China: Saying yes to more monetary easing

China’s central bank’s increasingly dovish pivots suggest that achieving the official growth aim of “around 5%” may be more akin to a minimum target, as officials appear to show increasing willingness to support the economy.
In view of the surprise PBOC cut to the 7-day reverse repo rate, we now anticipate more rate cuts in Q2 and Q3. This will bring total monetary easing to the same extent as the cycle in 2022, but less expansionary than that seen in 2020. A prolonged easing cycle leading to a sustained credit upswing is unlikely to be PBOC’s intended outcome.
What you will learn:
- Recent reports hinting at forthcoming piecemeal support for the property sector and on policy banks’ relending programmes for industries are also congruent with our new policy assumptions.
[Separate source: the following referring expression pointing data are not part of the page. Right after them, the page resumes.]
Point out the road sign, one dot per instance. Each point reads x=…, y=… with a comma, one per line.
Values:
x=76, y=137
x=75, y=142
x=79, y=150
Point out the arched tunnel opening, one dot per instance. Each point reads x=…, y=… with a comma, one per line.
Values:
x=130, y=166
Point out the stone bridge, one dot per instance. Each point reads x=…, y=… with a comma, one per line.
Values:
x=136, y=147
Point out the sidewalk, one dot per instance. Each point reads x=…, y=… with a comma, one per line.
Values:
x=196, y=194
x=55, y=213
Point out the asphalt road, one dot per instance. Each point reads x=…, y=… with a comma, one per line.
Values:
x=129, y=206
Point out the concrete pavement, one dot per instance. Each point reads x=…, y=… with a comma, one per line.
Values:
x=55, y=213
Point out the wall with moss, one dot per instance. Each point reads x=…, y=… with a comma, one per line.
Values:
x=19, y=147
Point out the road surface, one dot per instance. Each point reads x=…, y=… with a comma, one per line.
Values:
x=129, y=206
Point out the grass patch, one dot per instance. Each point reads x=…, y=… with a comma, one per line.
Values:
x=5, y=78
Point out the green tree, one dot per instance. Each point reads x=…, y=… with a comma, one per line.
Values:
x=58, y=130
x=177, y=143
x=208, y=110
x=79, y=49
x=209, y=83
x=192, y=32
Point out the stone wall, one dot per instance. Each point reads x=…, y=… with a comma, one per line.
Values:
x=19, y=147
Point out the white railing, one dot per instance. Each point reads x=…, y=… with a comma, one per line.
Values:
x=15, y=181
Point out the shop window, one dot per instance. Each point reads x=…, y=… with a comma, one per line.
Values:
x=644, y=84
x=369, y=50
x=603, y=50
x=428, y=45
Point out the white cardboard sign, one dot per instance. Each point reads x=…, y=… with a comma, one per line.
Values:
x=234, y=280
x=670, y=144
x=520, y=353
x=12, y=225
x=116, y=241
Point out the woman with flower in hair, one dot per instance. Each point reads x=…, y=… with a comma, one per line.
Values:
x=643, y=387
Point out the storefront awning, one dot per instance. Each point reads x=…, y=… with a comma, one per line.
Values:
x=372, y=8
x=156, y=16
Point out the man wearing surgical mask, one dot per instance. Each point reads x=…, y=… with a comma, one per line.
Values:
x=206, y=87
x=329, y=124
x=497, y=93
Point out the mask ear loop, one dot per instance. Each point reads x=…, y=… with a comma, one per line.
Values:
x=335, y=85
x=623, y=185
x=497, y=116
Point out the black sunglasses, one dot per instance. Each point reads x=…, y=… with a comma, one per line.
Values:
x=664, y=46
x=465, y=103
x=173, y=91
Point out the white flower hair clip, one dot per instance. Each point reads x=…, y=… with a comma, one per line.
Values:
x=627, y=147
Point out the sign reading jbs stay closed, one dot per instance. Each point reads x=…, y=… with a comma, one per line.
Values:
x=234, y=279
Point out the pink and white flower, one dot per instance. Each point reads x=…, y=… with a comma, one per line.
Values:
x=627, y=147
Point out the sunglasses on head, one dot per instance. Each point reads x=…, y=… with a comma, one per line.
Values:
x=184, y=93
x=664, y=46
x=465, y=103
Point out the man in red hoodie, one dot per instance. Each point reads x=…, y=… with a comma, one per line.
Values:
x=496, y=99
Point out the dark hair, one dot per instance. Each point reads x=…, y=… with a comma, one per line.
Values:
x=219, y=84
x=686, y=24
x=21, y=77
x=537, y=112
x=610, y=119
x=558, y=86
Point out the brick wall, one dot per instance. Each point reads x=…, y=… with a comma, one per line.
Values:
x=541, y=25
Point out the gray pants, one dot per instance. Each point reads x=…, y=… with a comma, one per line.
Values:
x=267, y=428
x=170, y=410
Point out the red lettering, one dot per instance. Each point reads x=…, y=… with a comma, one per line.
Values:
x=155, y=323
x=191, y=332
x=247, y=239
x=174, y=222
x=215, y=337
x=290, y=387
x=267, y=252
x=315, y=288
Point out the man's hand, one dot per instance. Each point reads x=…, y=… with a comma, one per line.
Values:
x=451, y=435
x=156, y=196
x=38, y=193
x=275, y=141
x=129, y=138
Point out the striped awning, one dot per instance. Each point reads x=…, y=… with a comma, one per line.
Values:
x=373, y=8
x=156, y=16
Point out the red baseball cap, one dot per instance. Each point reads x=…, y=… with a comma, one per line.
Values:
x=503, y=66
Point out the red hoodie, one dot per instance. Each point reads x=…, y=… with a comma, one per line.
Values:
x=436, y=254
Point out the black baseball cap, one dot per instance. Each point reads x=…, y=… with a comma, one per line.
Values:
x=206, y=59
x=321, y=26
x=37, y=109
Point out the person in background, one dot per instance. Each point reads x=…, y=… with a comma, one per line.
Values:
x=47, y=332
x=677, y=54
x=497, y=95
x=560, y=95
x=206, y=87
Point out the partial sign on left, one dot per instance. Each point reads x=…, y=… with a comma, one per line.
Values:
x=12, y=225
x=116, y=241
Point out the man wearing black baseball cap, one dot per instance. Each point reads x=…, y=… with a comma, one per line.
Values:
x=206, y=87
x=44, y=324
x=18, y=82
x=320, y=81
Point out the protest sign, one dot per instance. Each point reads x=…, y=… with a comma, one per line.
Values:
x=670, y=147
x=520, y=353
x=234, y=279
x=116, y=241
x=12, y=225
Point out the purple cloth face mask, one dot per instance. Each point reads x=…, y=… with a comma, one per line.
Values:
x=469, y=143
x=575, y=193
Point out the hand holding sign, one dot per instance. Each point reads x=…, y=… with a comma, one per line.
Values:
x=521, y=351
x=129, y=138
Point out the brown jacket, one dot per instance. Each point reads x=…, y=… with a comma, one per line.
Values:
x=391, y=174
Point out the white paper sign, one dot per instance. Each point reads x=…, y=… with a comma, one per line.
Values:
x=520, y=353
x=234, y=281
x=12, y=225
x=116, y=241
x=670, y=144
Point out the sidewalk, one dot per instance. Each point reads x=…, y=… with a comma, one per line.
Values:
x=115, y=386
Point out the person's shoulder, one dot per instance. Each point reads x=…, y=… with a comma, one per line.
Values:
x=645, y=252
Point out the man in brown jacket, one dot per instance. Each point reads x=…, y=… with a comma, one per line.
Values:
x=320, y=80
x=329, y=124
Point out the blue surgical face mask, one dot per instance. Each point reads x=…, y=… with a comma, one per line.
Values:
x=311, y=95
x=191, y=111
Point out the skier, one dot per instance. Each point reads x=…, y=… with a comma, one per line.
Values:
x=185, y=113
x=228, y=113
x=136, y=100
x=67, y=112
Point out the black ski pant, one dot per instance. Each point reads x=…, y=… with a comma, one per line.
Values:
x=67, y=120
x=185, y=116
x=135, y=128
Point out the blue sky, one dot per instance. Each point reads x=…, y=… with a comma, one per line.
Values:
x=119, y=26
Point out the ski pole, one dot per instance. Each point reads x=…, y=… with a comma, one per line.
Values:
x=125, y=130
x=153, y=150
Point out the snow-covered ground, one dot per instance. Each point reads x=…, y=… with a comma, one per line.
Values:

Improving China’s credit multiplier will necessarily require more efficient and productive allocation of resources.
- Rate cuts at this juncture might help assuage investors’ immediate concerns over the lack of policy responses to slowing growth momentum, but the confidence boost is unlikely to last in the context of a slow-burning property sector correction, still-weak income growth, and a deteriorating external demand outlook.
- Furthermore, unless credit demand and banks’ risk appetite rise sufficiently, the real economy boost from lower rates and increased credit supply are likely to be marginal, making our baseline forecast of a managed slowdown a more likely prospect.